As of the end of September, the index contained 51 issues and was exhibiting a yield-to-worst of 2.76% and an effective duration of 6.23 years. China currently holds a credit rating of A1, considered to be ‘upper medium grade’.

The fund may appeal to investors searching for increased yield – Chinese bonds provide a yield pick-up of circa 195 basis points versus global Treasuries (based on the Bloomberg Global Aggregate Treasury Index) – without venturing into junk bond territory. It may also serve as a portfolio diversifier as Chinese bond yields have historically exhibited a near-zero correlation with US, German, and Japanese government bonds.

Chinese bonds are also supported by ongoing index inclusion programmes, with onshore Treasury bonds having been included in the Bloomberg Global Aggregate Bond Index and Bloomberg Emerging Market Local Currency Government Index since 2019, and the JP Morgan GBI Emerging Market Index family since 2020.

More recently, commencing 31 October 2021, FTSE Russell has begun to include Chinese bonds in its FTSE World Government Bond Index. Exposure to China will be added incrementally over 36 months, equating to $4.5 billion in monthly inflows, according to FTSE Russell estimates, providing an obliging tailwind for investors.

The fund comes with an expense ratio of 0.19%. Income is accumulated.
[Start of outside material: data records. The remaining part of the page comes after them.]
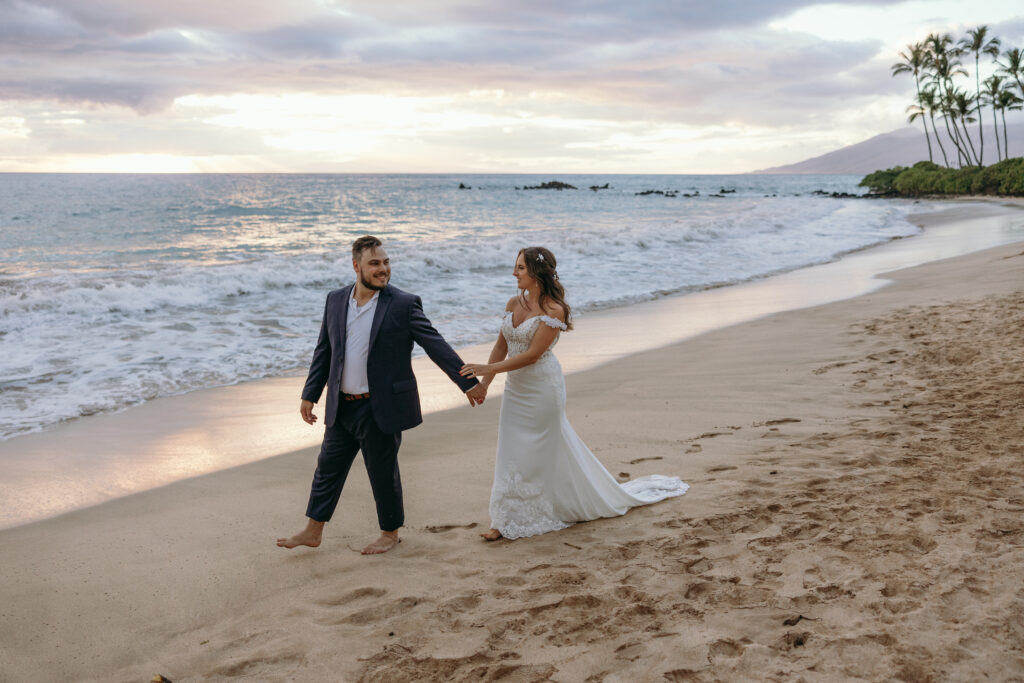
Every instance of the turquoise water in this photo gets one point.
(119, 289)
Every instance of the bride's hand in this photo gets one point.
(474, 370)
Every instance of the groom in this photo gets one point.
(364, 357)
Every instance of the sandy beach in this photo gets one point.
(854, 514)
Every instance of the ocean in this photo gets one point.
(119, 289)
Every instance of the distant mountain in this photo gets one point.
(900, 147)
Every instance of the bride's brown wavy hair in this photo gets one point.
(542, 266)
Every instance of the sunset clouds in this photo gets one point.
(391, 85)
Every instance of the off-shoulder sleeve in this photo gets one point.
(554, 323)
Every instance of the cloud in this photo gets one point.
(578, 80)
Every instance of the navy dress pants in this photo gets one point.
(353, 430)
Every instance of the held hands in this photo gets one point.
(477, 394)
(477, 370)
(306, 410)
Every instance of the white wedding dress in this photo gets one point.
(546, 478)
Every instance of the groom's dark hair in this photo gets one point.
(363, 244)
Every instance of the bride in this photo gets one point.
(546, 478)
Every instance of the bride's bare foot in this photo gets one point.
(310, 536)
(387, 541)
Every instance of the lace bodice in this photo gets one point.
(519, 337)
(546, 478)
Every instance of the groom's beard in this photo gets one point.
(373, 286)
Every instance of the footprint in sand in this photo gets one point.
(352, 596)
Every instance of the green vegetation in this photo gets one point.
(935, 65)
(923, 178)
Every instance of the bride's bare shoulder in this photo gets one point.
(554, 309)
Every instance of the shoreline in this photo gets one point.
(168, 439)
(795, 431)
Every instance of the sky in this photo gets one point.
(528, 86)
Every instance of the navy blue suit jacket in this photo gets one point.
(398, 322)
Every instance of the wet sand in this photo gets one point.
(854, 513)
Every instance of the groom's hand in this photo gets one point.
(477, 394)
(306, 410)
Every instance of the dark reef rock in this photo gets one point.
(551, 184)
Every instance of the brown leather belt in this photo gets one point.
(354, 396)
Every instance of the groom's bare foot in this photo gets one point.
(310, 536)
(387, 541)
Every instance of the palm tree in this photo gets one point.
(1008, 99)
(1014, 67)
(929, 99)
(990, 95)
(978, 42)
(963, 105)
(944, 65)
(913, 60)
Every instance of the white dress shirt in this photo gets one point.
(358, 322)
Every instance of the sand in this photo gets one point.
(854, 513)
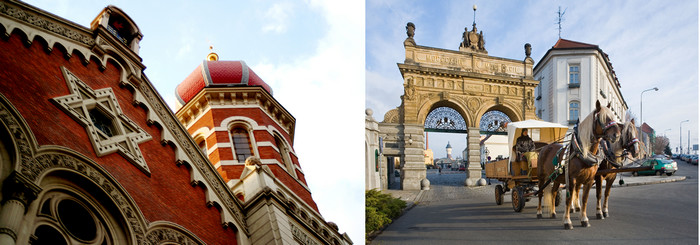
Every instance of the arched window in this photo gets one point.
(65, 217)
(241, 143)
(284, 154)
(574, 76)
(573, 111)
(202, 143)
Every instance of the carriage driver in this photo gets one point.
(524, 148)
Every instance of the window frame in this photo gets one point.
(578, 111)
(577, 74)
(251, 140)
(284, 152)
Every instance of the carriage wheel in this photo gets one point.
(518, 201)
(499, 194)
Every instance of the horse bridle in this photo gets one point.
(610, 156)
(602, 125)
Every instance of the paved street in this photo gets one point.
(648, 213)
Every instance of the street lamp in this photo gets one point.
(680, 135)
(641, 118)
(668, 129)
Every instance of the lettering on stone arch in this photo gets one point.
(473, 104)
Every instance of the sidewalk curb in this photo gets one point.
(409, 205)
(682, 178)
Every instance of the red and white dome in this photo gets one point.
(218, 74)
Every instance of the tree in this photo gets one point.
(660, 144)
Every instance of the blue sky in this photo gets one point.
(650, 44)
(309, 52)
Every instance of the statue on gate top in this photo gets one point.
(410, 31)
(473, 40)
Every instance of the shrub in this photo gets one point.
(380, 210)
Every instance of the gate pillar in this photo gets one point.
(413, 169)
(474, 168)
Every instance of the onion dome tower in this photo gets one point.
(248, 136)
(448, 148)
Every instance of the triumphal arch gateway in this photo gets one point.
(454, 91)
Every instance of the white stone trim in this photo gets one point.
(248, 106)
(127, 136)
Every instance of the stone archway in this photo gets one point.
(467, 80)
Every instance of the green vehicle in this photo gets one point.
(659, 167)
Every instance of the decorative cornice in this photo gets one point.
(45, 24)
(169, 233)
(180, 137)
(20, 188)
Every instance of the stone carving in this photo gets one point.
(19, 187)
(301, 236)
(127, 134)
(473, 104)
(445, 95)
(50, 161)
(163, 235)
(473, 40)
(46, 24)
(409, 92)
(392, 116)
(182, 140)
(410, 32)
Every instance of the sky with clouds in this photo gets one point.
(650, 44)
(309, 52)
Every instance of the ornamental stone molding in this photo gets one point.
(467, 80)
(144, 95)
(123, 135)
(45, 24)
(162, 232)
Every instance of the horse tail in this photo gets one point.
(547, 199)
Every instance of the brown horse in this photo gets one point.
(599, 124)
(628, 143)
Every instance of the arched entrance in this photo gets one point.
(469, 81)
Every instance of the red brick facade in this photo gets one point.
(30, 76)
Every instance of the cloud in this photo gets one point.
(651, 44)
(277, 17)
(324, 92)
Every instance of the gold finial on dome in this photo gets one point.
(212, 56)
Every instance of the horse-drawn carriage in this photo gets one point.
(520, 177)
(594, 153)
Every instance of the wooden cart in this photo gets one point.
(508, 171)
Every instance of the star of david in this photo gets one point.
(107, 127)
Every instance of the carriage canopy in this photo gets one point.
(539, 131)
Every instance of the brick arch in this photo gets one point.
(430, 105)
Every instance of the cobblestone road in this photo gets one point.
(450, 186)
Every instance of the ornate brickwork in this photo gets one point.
(45, 24)
(120, 134)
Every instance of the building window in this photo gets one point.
(284, 155)
(573, 112)
(574, 76)
(202, 143)
(68, 219)
(241, 143)
(102, 122)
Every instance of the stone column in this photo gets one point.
(412, 159)
(474, 168)
(17, 192)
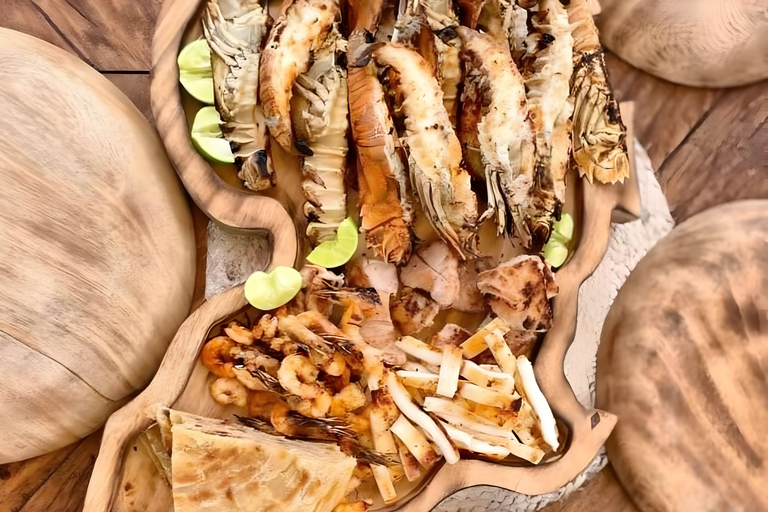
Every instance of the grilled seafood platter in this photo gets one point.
(435, 156)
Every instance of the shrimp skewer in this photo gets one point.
(441, 183)
(599, 136)
(387, 215)
(236, 31)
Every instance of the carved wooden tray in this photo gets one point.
(181, 381)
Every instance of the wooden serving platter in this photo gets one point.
(98, 251)
(683, 362)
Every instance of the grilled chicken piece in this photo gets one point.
(413, 311)
(442, 185)
(236, 31)
(386, 212)
(319, 111)
(451, 335)
(547, 68)
(434, 268)
(599, 136)
(505, 136)
(519, 291)
(301, 29)
(470, 300)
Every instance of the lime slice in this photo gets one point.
(334, 253)
(556, 250)
(269, 291)
(207, 136)
(195, 70)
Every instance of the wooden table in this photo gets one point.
(707, 147)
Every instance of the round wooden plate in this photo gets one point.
(98, 251)
(683, 362)
(703, 43)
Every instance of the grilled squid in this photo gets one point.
(236, 31)
(387, 215)
(302, 28)
(441, 183)
(547, 67)
(495, 91)
(599, 136)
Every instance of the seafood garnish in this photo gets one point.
(319, 113)
(236, 31)
(505, 135)
(599, 136)
(301, 28)
(546, 69)
(442, 185)
(386, 212)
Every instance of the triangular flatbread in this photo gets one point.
(218, 466)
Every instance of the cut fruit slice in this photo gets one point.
(195, 70)
(336, 252)
(208, 139)
(269, 291)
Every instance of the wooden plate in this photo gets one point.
(98, 252)
(683, 363)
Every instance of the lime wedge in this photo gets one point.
(207, 136)
(556, 250)
(334, 253)
(195, 70)
(269, 291)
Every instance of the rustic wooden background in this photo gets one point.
(707, 146)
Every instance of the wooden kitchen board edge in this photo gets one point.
(729, 143)
(65, 489)
(665, 112)
(604, 493)
(107, 34)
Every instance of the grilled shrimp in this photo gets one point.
(239, 333)
(298, 375)
(216, 356)
(504, 133)
(229, 392)
(386, 212)
(547, 69)
(320, 112)
(301, 27)
(599, 136)
(442, 185)
(236, 31)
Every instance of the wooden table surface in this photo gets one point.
(707, 147)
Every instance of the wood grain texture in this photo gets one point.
(110, 35)
(683, 362)
(725, 158)
(234, 208)
(704, 43)
(92, 220)
(664, 112)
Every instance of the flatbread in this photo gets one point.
(219, 467)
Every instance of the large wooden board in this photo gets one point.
(98, 250)
(683, 364)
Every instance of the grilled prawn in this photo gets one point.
(599, 136)
(387, 215)
(547, 68)
(301, 28)
(442, 185)
(319, 117)
(504, 133)
(236, 31)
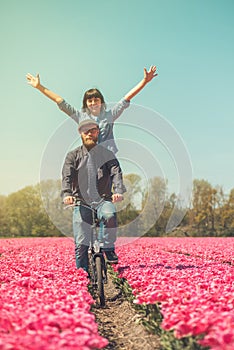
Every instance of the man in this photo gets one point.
(90, 174)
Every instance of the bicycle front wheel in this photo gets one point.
(100, 280)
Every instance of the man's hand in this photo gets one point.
(117, 197)
(33, 81)
(149, 75)
(68, 200)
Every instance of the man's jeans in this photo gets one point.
(82, 221)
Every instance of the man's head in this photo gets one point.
(89, 131)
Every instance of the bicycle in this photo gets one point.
(97, 268)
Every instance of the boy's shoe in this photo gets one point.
(111, 257)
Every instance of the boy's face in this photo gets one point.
(94, 104)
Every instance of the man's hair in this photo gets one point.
(92, 93)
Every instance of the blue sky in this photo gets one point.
(75, 45)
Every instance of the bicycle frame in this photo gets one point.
(97, 263)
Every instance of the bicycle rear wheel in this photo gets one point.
(100, 280)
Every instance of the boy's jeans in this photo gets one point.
(82, 221)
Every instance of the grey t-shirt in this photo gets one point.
(106, 120)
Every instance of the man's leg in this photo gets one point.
(82, 219)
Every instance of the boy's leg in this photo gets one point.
(82, 220)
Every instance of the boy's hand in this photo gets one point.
(33, 81)
(117, 197)
(68, 200)
(149, 75)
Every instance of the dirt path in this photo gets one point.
(119, 323)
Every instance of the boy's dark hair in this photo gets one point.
(91, 93)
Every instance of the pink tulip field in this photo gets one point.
(192, 279)
(44, 300)
(45, 303)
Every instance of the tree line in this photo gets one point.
(38, 210)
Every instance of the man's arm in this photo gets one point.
(148, 76)
(35, 82)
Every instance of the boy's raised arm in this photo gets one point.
(148, 76)
(35, 82)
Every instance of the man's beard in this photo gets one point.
(89, 143)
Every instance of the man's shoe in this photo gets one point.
(111, 257)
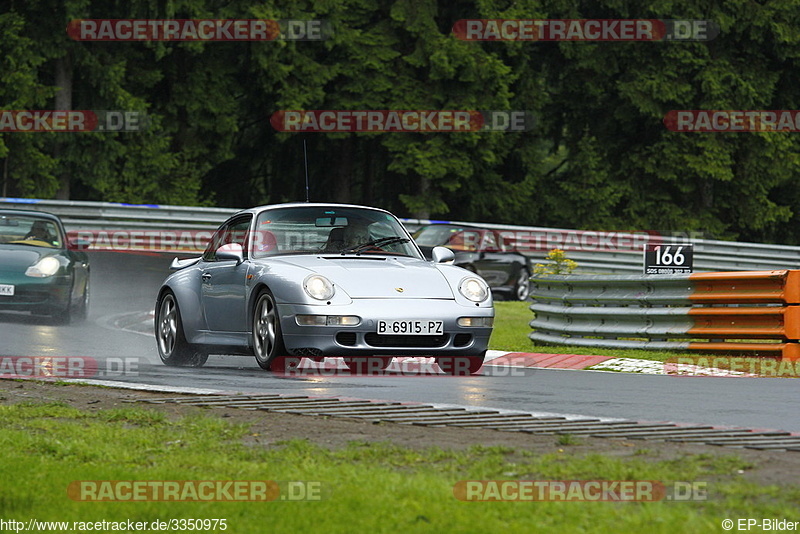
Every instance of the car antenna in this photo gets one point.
(305, 158)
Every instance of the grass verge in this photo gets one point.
(366, 486)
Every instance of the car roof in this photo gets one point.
(258, 209)
(29, 213)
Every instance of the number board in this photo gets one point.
(668, 259)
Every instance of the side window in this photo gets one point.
(234, 232)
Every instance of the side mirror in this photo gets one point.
(230, 252)
(78, 244)
(443, 255)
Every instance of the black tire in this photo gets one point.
(522, 287)
(82, 311)
(266, 336)
(173, 349)
(460, 365)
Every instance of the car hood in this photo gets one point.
(378, 277)
(17, 258)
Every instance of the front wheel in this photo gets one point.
(460, 365)
(266, 337)
(173, 349)
(522, 289)
(83, 308)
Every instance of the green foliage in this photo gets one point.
(558, 263)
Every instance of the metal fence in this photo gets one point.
(595, 252)
(754, 312)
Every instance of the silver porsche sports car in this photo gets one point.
(317, 280)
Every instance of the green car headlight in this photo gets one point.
(43, 268)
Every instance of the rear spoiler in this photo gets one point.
(177, 264)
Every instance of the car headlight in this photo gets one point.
(473, 289)
(318, 287)
(43, 268)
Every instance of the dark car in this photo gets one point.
(40, 270)
(483, 251)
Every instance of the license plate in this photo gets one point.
(411, 328)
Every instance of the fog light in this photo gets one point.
(343, 320)
(327, 320)
(310, 320)
(482, 322)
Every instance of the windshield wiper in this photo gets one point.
(376, 243)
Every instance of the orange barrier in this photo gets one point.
(672, 312)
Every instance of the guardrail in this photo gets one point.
(670, 312)
(595, 252)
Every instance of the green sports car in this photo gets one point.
(41, 271)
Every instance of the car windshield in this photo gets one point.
(26, 230)
(332, 230)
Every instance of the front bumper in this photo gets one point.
(363, 339)
(36, 294)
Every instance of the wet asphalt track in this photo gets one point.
(126, 283)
The fund enters an increasingly crowded field with BlackRock, Goldman Sachs, DWSKraneShares, and LGIM all offering ETFs either targeting Chinese Treasuries exclusively or combining government and policy bank bonds.

The iShares China CNY Bond UCITS ETF (CNYB LN) is by far the largest of these, having grown its assets under management from $1bn in August 2020 to more than $13bn as of 11 November. CNYB comes with an expense ratio of 0.35%.

The new SSGA SPDR fund becomes the least expensive in the space, as measured by TER. The next cheapest is the $780m Goldman Sachs Access China Government Bond UCITS ETF (CBND LN) which has an expense ratio of 0.24%.